Once we obtain the Pareto-front populations with high efficiency and speed, we examine whether the best-accuracy solution among them meets the accuracy constraint. If such a solution exists, the best-accuracy one will be the final solution. If not, we will pass the best-accuracy one to the second stage to adjust the mapping until the accuracy target is met. Due to device-specific bit precision and noise, we strategically use row-wise sensitivity to guide the assignment. Specifically, we compute the sensitivity of each row  $\mathbf{W}_{l,r}$  using a second-order Taylor expansion with Gaussian perturbations:

$$S_{W_{l,r}} = \mathcal{L} - \mathcal{L}_0 \approx (\nabla_{\mathbf{W}} \mathcal{L})^{\mathsf{T}} \Delta \mathbf{W}_{l,r} + \frac{1}{2} (\nabla_{\mathbf{W}}^2 \mathcal{L})^{\mathsf{T}} \Delta \mathbf{W}_{l,r}^2$$
(4)

where  $\mathcal{L}$  is the loss function,  $\nabla_{\mathbf{W}_{l,r}}$  is the gradient of the loss with respect to one row r in layer l, the hessian matrix approximated from its diagonal entirety  $\nabla^2_{\mathbf{W}_{l,r}}$ , and  $\Delta\mathbf{W}_{l,r}$  represents perturbations in row r of the weight matrix. A sorted tier from **best to worst model performance**  $T=(t_1,t_2,...,t_n)$  can be acquired by measuring the precision of each tier on the same workload. Next, using the row-wise sensitivity information, we perform a sorted assignment between the rows and tiers, i.e., mapping the **most sensitive rows to the most accurate tiers**.
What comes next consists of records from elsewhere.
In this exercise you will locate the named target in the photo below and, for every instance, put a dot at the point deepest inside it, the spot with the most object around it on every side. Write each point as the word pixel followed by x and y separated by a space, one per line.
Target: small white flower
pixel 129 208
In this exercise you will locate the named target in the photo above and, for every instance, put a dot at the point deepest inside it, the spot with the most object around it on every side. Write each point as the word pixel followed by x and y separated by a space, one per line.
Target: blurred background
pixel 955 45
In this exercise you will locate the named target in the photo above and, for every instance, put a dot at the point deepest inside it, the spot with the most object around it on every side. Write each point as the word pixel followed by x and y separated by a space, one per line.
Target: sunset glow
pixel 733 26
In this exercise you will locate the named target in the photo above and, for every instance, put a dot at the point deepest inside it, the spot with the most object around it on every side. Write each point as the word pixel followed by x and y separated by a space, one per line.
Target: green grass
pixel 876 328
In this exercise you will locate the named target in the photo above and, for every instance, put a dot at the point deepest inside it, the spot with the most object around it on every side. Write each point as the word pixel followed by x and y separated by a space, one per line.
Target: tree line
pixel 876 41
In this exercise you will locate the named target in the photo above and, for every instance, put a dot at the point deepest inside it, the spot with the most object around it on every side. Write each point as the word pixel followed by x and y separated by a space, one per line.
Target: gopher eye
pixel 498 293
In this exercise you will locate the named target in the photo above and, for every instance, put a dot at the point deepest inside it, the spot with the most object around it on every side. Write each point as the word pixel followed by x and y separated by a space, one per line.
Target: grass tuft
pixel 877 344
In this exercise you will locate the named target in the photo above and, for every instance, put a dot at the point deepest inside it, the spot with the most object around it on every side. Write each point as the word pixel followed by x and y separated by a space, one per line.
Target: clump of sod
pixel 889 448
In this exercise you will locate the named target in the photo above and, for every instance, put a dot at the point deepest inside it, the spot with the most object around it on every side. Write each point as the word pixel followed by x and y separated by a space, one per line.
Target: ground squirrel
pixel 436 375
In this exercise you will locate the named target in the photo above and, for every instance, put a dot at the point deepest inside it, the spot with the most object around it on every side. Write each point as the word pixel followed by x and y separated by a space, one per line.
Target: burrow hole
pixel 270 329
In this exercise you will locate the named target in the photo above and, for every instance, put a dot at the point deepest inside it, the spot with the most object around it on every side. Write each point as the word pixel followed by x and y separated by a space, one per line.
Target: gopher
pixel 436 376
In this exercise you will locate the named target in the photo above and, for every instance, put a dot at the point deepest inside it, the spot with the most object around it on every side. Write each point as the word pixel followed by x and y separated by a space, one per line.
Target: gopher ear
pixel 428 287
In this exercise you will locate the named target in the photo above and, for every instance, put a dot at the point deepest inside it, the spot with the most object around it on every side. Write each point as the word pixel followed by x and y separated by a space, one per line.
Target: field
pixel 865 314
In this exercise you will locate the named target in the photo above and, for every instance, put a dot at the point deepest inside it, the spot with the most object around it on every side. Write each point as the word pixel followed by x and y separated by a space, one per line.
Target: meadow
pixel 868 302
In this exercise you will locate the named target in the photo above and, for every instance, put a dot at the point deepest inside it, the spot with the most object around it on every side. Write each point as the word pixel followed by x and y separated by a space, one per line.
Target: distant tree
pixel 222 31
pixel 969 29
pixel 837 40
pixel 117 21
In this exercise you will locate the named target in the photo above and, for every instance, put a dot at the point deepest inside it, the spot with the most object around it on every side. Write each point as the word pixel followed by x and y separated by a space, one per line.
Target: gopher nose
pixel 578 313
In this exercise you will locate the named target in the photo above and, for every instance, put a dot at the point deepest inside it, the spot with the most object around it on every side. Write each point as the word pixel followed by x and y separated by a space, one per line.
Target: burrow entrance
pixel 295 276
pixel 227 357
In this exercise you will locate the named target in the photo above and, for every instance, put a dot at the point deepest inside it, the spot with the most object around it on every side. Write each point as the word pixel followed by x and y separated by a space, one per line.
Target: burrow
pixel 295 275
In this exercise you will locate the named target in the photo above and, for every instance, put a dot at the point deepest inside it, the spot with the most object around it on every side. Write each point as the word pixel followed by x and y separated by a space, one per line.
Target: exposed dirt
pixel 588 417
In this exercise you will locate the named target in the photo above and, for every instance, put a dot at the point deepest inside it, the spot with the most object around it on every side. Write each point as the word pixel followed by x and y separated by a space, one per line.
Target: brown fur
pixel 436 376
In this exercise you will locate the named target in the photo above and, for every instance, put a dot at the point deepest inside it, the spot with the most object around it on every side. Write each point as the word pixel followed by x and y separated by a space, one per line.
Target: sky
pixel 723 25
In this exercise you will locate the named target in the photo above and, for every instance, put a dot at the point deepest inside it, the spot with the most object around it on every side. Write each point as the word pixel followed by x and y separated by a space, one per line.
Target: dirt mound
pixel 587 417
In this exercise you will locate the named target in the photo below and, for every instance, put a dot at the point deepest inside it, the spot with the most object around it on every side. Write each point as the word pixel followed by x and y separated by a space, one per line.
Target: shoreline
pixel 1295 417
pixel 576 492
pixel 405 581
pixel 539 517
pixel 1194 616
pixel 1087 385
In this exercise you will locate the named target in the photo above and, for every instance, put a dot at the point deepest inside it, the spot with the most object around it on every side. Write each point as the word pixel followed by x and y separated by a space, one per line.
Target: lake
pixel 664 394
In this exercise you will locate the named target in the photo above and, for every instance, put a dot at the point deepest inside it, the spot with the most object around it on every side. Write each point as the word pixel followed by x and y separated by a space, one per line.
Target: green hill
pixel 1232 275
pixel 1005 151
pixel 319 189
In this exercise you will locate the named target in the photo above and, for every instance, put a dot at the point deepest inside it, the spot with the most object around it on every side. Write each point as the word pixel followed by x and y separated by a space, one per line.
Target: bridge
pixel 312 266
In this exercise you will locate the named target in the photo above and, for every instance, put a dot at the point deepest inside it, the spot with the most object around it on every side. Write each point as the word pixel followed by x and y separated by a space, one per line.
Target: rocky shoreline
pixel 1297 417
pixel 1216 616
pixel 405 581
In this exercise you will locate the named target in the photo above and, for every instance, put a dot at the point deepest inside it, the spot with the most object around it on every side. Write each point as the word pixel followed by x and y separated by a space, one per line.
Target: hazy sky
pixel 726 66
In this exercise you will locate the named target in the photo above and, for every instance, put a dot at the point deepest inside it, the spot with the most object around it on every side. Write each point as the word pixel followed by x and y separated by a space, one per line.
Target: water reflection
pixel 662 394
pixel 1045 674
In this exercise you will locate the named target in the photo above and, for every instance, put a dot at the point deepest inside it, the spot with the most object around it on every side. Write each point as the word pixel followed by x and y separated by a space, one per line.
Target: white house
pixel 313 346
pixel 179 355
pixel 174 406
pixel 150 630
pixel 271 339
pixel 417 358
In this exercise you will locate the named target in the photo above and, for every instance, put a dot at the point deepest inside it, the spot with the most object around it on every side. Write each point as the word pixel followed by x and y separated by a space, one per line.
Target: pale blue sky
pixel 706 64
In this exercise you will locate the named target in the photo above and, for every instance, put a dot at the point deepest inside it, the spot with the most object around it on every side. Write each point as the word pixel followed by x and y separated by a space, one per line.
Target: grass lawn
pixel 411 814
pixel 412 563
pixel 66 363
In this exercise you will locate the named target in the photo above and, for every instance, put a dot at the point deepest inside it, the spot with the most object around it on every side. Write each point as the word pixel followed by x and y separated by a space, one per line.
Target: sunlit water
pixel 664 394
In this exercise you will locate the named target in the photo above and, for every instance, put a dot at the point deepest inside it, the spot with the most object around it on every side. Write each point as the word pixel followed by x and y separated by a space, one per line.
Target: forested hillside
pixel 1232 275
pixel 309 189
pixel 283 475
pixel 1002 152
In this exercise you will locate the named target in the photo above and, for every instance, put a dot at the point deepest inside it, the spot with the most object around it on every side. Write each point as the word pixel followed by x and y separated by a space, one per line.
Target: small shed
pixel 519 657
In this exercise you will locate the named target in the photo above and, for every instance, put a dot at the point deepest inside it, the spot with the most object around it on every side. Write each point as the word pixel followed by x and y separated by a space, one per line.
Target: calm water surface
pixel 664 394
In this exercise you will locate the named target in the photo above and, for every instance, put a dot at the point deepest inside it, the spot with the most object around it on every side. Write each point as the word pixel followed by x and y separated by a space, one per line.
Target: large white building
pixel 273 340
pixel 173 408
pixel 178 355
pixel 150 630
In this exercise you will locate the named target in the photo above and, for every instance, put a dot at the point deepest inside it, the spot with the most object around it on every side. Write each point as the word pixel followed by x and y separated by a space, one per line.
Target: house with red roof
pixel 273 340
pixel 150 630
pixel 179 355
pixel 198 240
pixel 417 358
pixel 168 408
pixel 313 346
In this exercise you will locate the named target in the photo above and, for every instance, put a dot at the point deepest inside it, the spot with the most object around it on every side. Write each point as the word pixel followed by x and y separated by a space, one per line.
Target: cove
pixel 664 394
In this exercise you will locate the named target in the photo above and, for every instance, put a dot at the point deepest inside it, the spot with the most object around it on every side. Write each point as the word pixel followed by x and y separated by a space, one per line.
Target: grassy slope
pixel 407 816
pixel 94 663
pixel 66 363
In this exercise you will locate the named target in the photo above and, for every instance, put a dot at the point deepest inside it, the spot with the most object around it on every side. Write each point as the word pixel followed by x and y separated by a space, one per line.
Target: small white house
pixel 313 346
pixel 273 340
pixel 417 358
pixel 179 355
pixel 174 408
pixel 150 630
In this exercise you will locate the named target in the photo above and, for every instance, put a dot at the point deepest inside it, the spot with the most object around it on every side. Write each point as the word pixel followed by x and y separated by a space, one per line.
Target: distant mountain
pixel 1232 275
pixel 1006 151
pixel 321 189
Finally, we evaluate the configuration to ensure the overall accuracy meets the required threshold. If so, we have a valid mapping configuration that satisfies both performance requirements and accuracy. Otherwise, we choose the mapping with the highest model performance ( $\aleph_{best\ perf}$ ) and proceed to the second stage, monotonic optimization, to further improve accuracy.

#### Algorithm 2 Accuracy-Driven Row Remap (RR)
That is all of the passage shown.